Did Ferraro really answer all the questions? No. In fact, the very next year, 1985, her husband pleaded guilty to fraudulently obtaining bank-loan financing. So, at minimum, there was at least some scandal-fire under that smoke. Indeed, the mob allegations damaged her so much that not only did she never seek the presidency in her own right–as veep nominees often do–but she also failed in two different efforts to win the Democratic nomination to the US Senate. Yet even so, three decades later, Ferraro’s 1984 presser is regarded as a classic piece of crisis-management.
So this is what Romney needs to do–he needs to pull a Ferraro. And soon, as in the next few days.
Romney needs to stand up, for as long as is necessary, and answer every question from his tormentors. Could the press conference last two hours? Five hours? Ten hours? Might they have to call it a night and start it up again the next morning? Maybe. Who knows–but it doesn’t matter. Romney would have to endure it. When reporters yell at him, as they would, he needs to stay calm, stick to his guns–and shoot back. Just as Ferraro did.
And, over time, in the midst of this bizarro gladiatorial spectacle, folks watching would start to root for Romney–rich as he is, he would be the underdog in this fight. As with Ferraro, Romney wouldn’t have to answer every question to the satisfaction of his critics; instead, he would have to answer every question to the satisfaction of his supporters, and swing voters–together, if they are satisfied with his answers, they will be enough to give him victory in November.

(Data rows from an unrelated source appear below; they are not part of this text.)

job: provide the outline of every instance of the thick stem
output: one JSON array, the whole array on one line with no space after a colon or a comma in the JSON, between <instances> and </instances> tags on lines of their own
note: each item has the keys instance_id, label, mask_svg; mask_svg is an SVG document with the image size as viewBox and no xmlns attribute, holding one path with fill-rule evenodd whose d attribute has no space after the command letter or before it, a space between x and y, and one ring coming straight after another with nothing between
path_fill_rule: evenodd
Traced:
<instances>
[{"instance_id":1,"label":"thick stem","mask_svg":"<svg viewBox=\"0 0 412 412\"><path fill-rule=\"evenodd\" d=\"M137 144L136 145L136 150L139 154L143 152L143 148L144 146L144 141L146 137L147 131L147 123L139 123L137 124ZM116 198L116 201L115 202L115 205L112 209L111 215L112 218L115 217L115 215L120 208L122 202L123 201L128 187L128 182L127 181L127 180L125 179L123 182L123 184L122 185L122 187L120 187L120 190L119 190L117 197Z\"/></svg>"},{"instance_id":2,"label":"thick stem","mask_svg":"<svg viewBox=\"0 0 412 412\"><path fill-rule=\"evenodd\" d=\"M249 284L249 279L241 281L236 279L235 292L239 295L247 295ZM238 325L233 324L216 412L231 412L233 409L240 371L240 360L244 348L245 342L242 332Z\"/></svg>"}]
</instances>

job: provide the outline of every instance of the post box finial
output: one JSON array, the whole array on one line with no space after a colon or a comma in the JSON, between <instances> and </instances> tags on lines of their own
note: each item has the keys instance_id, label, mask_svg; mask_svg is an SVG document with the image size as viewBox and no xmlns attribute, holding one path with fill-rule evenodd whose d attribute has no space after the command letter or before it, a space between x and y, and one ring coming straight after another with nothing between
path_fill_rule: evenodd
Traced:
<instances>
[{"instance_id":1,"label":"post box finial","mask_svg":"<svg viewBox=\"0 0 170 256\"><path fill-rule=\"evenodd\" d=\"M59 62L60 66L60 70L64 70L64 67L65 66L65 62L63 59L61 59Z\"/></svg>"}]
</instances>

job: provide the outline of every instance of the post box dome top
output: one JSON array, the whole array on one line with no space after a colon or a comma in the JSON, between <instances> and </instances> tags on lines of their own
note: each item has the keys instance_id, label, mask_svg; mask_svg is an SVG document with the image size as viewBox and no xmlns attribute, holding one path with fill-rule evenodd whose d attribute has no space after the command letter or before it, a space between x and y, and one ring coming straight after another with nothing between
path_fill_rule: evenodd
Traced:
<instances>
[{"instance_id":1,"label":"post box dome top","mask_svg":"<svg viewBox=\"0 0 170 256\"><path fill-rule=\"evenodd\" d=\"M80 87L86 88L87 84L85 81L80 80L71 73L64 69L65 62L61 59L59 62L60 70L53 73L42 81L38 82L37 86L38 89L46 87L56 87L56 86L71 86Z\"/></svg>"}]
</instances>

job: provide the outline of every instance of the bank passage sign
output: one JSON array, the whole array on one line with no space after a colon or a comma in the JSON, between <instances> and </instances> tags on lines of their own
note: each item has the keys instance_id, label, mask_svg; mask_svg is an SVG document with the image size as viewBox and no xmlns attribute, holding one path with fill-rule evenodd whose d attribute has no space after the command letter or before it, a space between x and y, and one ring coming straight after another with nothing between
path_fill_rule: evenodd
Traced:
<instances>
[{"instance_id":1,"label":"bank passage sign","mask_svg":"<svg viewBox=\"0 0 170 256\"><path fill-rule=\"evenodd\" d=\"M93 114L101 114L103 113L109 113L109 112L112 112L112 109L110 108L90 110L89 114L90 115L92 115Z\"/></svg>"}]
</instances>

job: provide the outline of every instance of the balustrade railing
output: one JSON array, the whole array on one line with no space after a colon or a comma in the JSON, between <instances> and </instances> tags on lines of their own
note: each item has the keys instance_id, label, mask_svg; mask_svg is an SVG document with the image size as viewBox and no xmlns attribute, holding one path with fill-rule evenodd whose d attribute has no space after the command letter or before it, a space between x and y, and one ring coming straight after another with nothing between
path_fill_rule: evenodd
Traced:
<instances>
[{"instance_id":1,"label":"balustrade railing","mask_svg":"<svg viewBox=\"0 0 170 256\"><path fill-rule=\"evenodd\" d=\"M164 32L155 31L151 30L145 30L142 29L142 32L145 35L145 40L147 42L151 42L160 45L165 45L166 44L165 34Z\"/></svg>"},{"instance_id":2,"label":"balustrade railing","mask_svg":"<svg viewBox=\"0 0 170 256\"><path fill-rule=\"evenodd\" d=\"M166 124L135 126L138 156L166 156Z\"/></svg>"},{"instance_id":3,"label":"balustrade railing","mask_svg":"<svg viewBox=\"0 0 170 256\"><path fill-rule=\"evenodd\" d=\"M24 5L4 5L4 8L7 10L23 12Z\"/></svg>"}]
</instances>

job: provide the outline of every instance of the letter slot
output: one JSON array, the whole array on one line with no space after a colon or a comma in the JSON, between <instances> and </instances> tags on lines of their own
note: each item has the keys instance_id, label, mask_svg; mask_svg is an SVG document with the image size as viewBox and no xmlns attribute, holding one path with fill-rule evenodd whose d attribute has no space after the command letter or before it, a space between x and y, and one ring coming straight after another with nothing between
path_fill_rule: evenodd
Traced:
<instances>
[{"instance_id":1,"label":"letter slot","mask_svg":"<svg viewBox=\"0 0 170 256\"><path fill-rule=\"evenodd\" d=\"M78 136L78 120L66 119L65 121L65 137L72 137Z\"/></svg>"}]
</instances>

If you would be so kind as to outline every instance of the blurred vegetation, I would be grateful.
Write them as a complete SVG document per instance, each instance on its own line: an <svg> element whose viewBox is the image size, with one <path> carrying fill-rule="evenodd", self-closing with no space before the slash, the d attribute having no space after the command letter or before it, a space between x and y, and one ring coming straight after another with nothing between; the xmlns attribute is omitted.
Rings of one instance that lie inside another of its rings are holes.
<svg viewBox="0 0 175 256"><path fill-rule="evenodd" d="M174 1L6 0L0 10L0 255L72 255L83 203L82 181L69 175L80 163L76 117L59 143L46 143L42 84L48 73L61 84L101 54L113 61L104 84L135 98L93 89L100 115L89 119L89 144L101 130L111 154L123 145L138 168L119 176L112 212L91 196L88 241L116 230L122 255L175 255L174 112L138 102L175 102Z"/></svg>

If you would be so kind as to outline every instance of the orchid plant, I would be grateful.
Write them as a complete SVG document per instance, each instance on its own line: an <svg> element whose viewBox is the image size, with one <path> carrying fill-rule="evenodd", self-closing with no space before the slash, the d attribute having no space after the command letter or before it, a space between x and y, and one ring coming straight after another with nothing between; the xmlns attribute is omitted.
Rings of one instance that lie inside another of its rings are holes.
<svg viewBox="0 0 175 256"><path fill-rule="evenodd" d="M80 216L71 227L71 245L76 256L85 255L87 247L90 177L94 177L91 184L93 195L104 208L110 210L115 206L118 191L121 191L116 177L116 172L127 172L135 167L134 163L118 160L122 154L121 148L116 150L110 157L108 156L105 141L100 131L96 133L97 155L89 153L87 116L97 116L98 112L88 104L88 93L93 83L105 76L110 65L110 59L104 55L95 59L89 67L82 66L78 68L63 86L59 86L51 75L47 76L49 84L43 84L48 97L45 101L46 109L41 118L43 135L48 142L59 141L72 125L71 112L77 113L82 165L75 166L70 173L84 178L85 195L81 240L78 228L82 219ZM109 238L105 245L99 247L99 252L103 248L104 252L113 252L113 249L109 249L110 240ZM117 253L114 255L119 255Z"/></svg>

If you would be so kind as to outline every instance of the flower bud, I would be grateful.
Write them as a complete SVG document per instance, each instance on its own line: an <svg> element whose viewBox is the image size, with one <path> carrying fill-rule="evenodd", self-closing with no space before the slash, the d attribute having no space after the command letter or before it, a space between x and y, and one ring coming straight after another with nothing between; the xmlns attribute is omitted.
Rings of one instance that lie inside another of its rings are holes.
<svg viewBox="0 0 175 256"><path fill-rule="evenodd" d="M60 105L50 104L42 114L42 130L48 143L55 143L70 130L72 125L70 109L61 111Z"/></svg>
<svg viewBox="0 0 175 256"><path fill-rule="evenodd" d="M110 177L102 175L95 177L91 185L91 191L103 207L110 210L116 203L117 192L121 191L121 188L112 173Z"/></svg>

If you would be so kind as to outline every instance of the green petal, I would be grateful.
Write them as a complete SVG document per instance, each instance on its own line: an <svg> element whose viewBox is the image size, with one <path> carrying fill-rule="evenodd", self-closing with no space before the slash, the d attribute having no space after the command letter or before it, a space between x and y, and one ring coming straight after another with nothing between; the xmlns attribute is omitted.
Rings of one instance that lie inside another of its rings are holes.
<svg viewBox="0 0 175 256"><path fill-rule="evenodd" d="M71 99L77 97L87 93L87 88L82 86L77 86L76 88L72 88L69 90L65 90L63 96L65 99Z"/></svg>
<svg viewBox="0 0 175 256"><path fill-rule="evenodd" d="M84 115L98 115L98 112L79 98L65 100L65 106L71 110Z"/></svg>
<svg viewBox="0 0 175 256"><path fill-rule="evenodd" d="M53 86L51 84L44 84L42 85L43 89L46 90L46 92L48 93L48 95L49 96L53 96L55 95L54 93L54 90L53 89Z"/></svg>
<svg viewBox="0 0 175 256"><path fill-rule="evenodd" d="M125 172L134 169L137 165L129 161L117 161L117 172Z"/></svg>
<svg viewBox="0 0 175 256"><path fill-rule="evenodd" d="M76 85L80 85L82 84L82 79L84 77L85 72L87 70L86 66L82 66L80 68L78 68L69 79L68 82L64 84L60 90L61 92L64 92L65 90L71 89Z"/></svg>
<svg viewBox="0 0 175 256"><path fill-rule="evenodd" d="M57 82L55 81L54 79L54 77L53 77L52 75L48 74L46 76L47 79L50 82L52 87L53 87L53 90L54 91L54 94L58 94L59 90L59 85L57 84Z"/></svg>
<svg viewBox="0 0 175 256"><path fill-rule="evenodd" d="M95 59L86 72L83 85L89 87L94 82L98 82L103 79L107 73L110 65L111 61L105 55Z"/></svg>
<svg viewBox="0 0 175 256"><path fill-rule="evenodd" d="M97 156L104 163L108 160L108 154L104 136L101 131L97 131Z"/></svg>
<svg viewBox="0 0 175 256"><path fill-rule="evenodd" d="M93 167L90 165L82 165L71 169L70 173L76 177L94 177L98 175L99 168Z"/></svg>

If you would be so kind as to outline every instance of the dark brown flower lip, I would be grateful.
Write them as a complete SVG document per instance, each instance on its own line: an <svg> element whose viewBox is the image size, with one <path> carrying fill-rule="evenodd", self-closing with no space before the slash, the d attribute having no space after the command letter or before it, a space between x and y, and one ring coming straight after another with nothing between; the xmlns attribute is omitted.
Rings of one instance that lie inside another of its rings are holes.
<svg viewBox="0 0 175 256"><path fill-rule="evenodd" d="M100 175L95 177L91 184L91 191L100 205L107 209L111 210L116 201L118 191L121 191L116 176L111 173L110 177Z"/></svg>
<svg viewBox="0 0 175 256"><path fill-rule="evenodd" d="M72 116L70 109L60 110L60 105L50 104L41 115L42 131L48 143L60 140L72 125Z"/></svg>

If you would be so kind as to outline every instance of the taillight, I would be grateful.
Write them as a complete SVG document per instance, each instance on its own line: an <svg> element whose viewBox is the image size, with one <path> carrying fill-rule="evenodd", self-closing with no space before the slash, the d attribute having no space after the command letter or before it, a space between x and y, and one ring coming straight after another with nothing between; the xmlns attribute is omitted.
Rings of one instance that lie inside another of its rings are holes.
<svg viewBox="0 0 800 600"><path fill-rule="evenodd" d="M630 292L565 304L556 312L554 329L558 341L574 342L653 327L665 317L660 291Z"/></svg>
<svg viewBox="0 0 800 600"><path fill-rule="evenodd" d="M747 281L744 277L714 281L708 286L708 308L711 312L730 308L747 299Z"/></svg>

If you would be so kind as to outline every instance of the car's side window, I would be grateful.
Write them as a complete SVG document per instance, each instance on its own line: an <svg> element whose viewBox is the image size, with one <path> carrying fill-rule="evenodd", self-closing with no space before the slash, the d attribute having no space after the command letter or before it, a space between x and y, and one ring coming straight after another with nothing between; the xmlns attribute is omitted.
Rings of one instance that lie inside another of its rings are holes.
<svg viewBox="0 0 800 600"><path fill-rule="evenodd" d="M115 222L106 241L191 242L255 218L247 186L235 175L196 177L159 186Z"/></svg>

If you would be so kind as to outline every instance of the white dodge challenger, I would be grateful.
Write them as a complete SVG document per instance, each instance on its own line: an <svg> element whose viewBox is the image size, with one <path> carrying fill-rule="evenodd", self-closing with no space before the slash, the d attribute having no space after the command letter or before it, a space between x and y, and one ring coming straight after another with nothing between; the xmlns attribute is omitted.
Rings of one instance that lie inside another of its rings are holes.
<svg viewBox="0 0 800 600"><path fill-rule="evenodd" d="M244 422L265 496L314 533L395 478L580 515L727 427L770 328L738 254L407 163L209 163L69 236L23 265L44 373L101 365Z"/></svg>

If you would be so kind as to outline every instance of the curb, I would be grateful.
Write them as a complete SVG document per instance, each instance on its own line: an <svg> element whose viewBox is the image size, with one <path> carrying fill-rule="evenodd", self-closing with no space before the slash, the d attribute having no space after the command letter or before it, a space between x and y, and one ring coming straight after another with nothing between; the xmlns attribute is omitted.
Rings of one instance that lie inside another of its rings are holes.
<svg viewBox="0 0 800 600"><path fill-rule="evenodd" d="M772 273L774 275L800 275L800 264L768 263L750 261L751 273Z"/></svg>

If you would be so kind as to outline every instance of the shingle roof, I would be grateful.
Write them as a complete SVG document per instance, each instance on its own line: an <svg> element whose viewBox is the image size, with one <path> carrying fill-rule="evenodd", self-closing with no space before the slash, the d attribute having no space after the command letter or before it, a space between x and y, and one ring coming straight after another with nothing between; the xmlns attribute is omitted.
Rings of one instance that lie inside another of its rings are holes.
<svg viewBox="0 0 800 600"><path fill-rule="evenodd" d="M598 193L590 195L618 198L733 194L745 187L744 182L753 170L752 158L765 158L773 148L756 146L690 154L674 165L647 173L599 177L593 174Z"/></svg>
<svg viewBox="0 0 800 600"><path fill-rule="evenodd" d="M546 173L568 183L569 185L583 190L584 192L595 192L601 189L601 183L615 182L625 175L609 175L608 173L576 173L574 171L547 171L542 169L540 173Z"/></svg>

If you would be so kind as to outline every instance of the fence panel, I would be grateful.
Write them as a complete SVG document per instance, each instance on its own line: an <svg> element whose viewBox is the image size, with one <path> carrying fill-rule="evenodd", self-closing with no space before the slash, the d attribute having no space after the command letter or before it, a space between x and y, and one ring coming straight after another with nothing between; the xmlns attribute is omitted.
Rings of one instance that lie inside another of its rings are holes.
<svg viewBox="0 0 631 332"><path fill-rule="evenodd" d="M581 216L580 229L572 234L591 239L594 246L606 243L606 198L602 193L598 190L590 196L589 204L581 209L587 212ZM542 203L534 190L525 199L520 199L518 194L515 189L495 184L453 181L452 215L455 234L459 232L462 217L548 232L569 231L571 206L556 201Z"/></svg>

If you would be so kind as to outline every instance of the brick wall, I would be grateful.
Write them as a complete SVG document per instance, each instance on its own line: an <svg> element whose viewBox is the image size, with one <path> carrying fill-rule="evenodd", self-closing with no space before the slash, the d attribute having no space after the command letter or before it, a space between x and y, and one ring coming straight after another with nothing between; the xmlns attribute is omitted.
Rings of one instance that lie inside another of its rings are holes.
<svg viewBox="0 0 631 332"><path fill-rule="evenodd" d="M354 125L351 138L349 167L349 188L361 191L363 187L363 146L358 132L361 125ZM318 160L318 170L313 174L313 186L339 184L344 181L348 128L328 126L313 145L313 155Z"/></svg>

After all, the public admires a leader who can stand in the arena, bloodied but unbowed. As Kipling wrote, “If you can keep your head when all about you are losing theirs… you’ll be a Man.”
The questions, to be sure, will not just be about his 1999-2002 involvement with Bain, but also about outsourcing, his income taxes, the vision thing, you name it. Daunting? Sure. Necessary? You betcha.
In the 2000 movie “Gladiator,” Russell Crowe, playing Maximus said, “At my signal, unleash hell.” That’s what will, indeed, be unleashed on Romney. But if Romney survives this media ordeal, if he survives the hellish questions, he will have proven something that he hasn’t yet proven–that he’s a tough man, bold enough to fight his way out of a trap, strong enough to be an effective president.